The policy comes after new legislation intended to clarify the state’s concealed weapon permit law was scheduled to take effect July 1 that would allow guns to be carried openly in public places without a state-issued concealed weapon permit.
The law hit a snag last Friday after a Hinds County circuit judge imposed a temporary injunction on the “Open Carry” law until a special hearing could be held on July 8.
The injunction prompted legal maneuvering across the state as Mississippi Attorney General Jim Hood responded Monday, asking the Mississippi Supreme Court to overturn the judge’s order.
During Monday’s meeting the outcome was still not settled, but Yalobusha supervisors agreed to order signs to post on the buildings after adopting the ordinance, 4-0.

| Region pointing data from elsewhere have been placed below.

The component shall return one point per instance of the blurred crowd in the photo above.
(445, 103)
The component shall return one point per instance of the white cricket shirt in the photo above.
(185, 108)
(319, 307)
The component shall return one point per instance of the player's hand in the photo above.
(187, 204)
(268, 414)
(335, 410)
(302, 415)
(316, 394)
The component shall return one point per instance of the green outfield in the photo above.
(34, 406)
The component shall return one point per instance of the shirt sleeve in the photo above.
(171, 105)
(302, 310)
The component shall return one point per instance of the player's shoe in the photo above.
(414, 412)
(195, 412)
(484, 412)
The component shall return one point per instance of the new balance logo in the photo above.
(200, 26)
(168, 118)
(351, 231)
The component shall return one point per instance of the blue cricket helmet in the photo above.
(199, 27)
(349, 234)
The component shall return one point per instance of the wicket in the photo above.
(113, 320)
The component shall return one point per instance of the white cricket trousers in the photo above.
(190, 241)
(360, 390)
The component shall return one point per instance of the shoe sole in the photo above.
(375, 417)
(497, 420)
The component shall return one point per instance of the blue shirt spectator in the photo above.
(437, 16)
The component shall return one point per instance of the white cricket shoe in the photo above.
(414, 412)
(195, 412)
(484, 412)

Last month supervisors were in agreement with a decision by Sheriff Lance Humphreys to ban firearms in the courthouses. The ordinance adopted Monday extends that ban.
About the Bill
The intent of House Bill 2 was to clearly define what a concealed weapon is, but the bill has confused many about the state’s stance on unconcealed weapons, Humphreys told the Herald last month.
The bill defines the word concealed and in doing so says it shall not include weapons being carried upon a person in a sheath, belt holster or shoulder holster that is wholly or partially visible, Humphreys explained.
This means under current law a concealed carry permit is required to carry the gun, even if the holster is visible because a portion of the gun is concealed inside the holster, according to the sheriff.
Under the “Open Carry” law, the gun in the holster will no longer be considered concealed and can be carried publicly without a permit.